Machinima is a great form of expression for a gaming community and Guild Wars 2 Machinima is something I’ve been interested in for some time now. For those who aren’t familiar with the term, Machinima is simply player-made videos made entirely from in-game footage. This includes, but it not limited to; PvP videos, Let’s Plays, comedy skits, music parodies, and raiding montages. If you’ve recently become bored with end-game and made a Guild Wars 2 video to post on YouTube, you are what is called a “machinimator”.
I had the pleasure of making my first ever Guild Wars 2 machinima just recently, and I’d like to share with you what ArenaNet has done, and what they have yet to do, to help Guild Wars 2 machinima makers like you and I record what we love to do, which is playing their game.
I hope you enjoy it, because the end product you see above wasn’t the easiest or quickest thing I’ve ever put together; partly because it was the first time I have ever tried a machinima of this kind, but mainly do to ArenaNet’s lack of tools.
Why Should ArenaNet Make it Easy to Create Machinima in Their Game?
Two words- Free Marketing. It’s something every game developer should know by now. Allowing your fans to make videos about YOUR game only helps grow your audience. A perfect example of this would be Minecraft, who themselves attribute much of their success to their massive Machinima community. As a business owner myself I look at that and see dollar signs. See, when fans of your product are willing to make videos about them enjoying your product- that’s word of mouth to the greatest degree! Should ArenaNet be fostering an active Guild Wars 2 Machinima making community? Go to YouTube and do a search for Skyrim machinima, or Minecraft, and then compare it with Guild Wars 2. I’ll let you be the judge.
What Has ArenaNet Done to Help Us Make Videos?
Really only one thing comes to mind- the ability to hide player UI. This is really the only feature ArenaNet currently offers you to assist in your recording. As important as disabling your UI is, it is a very standard feature with every MMO, and is not something I’m tipping my hat to them for.
What Else Should ArenaNet Do to Help Us Make Videos?
Well, let me think about that for a second. OH I KNOW! How about FIRST PERSON MODE!
First Person Mode: The fact that Anet launched their game without a first person mode astonishes me. You would think something so simple would have come in the box, but no. Instead when I filmed the scenes you see in the video above I was forced to limit myself greatly. I can’t tell you how many good sketches I wasn’t able to use because of this limitation.
Camera Unlock: This alone would unlock a whole new world of video opportunities (pun intended). Imagine unlocking your camera and taking it to the sky to enjoy Tyria’s amazing views from a birds eye view.
Spectator Mode: This would make watching and filming PvP tournaments a hobby within itself.
Personal Environment: While filming GW2 Racial Stereotypes I can’t tell you how many times I had to stop on a count of rain. Particularly at nighttime when the darker colors don’t come across well on camera. I realize this would be a taller order.

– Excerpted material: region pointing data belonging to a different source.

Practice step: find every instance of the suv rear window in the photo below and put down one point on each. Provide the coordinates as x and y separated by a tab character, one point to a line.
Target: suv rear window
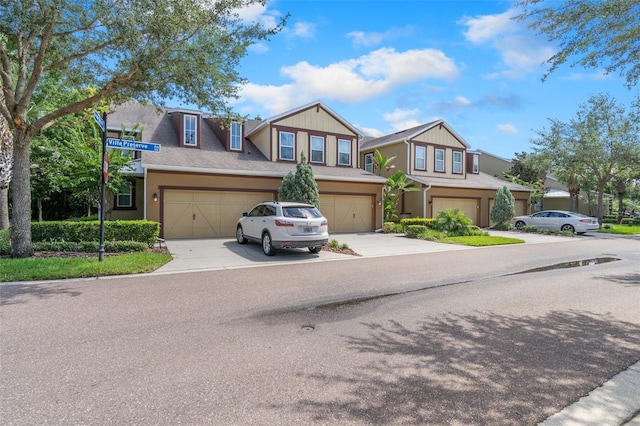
301	212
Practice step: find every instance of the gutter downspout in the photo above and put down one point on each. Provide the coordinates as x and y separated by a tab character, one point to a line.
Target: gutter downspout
424	200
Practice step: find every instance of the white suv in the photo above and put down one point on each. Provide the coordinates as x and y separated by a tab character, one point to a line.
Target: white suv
279	225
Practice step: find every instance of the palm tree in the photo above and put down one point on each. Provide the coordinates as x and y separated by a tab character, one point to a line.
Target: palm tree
394	187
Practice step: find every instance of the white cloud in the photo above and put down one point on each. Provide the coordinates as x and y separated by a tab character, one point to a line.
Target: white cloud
508	129
258	48
488	27
361	38
402	119
352	80
520	51
304	30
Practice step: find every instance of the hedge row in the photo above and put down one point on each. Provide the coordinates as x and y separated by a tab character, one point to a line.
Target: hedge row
141	231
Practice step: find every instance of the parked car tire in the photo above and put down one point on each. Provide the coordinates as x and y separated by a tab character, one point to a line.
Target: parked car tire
569	228
267	247
240	236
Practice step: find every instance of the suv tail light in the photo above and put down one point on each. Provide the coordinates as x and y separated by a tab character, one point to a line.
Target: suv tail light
283	223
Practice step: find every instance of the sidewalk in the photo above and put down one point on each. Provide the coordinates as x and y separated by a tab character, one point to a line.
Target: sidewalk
615	403
205	254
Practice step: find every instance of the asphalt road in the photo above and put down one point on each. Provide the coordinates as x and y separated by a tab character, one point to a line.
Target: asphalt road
452	338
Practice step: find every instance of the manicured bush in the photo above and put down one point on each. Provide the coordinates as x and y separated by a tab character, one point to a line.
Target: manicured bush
142	231
453	222
503	227
90	246
503	209
431	235
413	231
428	222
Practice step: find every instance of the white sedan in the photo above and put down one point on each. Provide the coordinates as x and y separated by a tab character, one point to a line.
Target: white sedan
558	220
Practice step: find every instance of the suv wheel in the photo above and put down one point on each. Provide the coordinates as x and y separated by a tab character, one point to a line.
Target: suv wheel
267	247
240	236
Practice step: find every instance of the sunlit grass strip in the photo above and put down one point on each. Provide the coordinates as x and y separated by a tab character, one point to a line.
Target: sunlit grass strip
481	240
621	229
61	268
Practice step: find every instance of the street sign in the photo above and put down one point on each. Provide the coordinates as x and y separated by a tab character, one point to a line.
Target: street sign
136	146
99	120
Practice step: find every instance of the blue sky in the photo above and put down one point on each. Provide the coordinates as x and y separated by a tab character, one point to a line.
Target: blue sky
386	66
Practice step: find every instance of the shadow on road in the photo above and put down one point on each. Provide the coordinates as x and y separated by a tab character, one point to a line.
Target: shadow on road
20	293
484	369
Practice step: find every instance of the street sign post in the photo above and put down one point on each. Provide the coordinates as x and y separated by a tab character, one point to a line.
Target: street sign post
132	145
99	120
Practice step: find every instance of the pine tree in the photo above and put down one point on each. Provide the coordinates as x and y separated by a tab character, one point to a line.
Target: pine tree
301	186
504	209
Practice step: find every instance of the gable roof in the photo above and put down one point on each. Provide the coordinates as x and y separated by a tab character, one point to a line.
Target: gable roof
212	157
473	181
408	134
294	111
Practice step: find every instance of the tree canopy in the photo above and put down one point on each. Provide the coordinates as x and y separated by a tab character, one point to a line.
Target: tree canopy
599	145
150	50
598	34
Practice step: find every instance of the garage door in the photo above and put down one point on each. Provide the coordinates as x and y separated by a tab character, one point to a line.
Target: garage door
200	214
348	213
467	205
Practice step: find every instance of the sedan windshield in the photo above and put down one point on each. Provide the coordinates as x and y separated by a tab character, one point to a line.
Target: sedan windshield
302	212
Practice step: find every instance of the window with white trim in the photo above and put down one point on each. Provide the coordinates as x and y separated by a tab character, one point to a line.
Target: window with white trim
421	158
190	130
439	165
457	162
317	149
368	162
236	136
344	152
286	147
124	197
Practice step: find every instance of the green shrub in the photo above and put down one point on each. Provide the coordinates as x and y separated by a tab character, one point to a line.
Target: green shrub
431	235
90	246
388	227
503	227
413	231
453	222
428	222
142	231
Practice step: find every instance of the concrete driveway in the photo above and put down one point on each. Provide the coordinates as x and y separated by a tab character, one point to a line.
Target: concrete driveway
225	253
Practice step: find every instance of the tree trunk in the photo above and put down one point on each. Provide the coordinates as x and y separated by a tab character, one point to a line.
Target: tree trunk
21	213
620	188
4	207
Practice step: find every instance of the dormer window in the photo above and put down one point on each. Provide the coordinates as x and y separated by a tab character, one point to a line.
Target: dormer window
439	160
287	146
190	130
457	162
344	152
236	137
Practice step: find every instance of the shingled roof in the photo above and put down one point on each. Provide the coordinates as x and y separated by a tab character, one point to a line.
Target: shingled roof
212	157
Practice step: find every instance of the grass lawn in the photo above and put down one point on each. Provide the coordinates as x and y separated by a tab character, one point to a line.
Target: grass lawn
481	240
621	229
33	269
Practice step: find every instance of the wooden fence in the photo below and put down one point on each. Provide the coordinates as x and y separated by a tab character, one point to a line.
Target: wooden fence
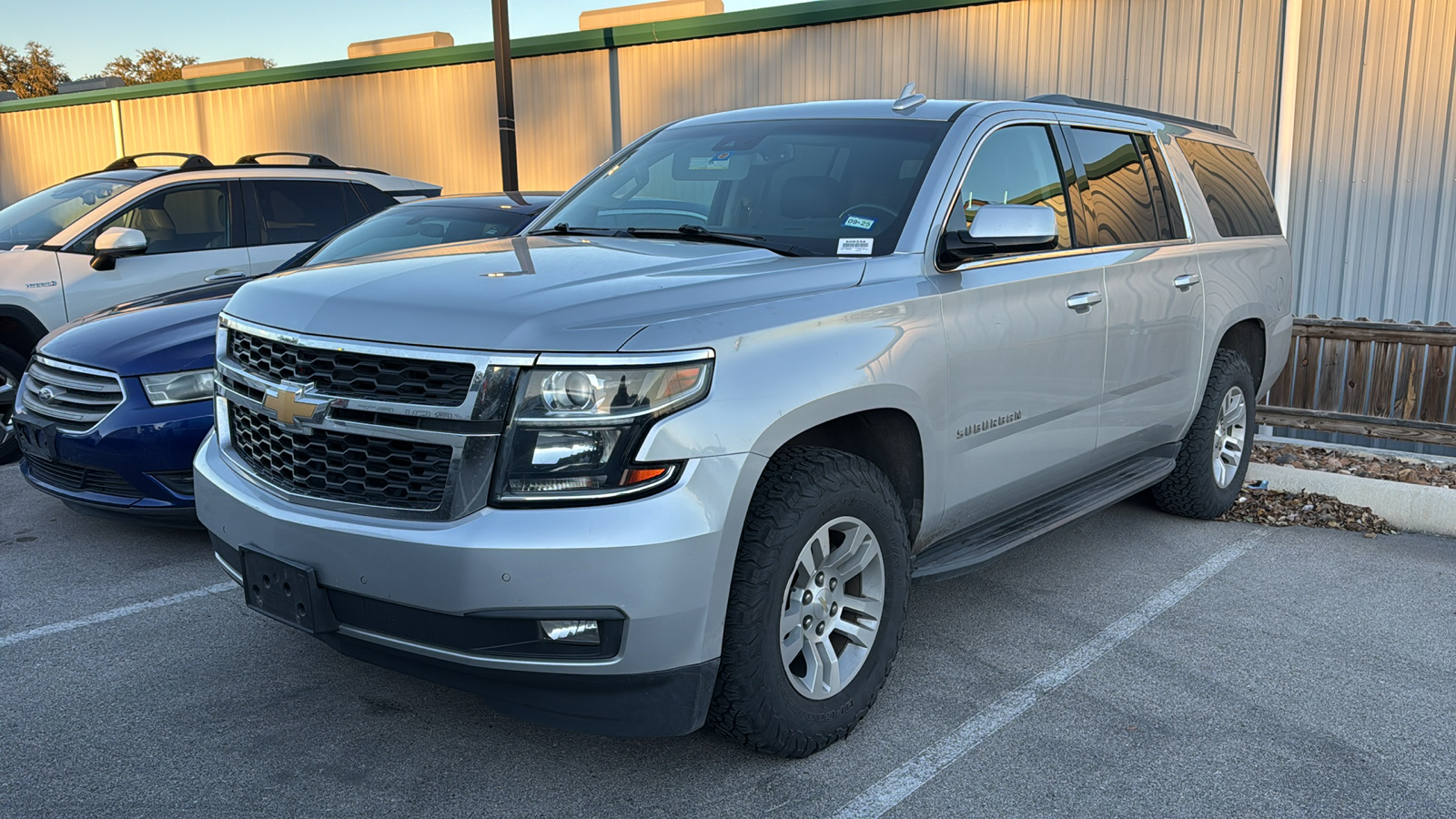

More Player Emotes: Guild Wars 1 was known for having a large variety of emotes for your character. Each profession had its own unique dance for goodness sake! Now enter Guild Wars 2; no /talk emote?!? Wtf? Do you know how much harder my machinima was to film when I could not even make my characters look like they were talking to each other?
Model Viewer: You’ll notice in the very first scene of my video that there were a lot of people slaying monsters behind us while we were filming. Although in this case it did fit the scene, we had a lot of instances where players got in the way of our filming. A model viewer tool would completely eliminate this and allow machinimators complete control over character models and their environments. Imagine the possibilities!
What else? If you could add a tool to help you capture awesome gameplay footage what would it be? Do you personally think ArenaNet dropped the ball and might have hindered their great potential for more fan-made content? In this day in age do you think game trailers and ads are more important when advertising a game, or do you think that word of mouth through things like fan-made videos are more important?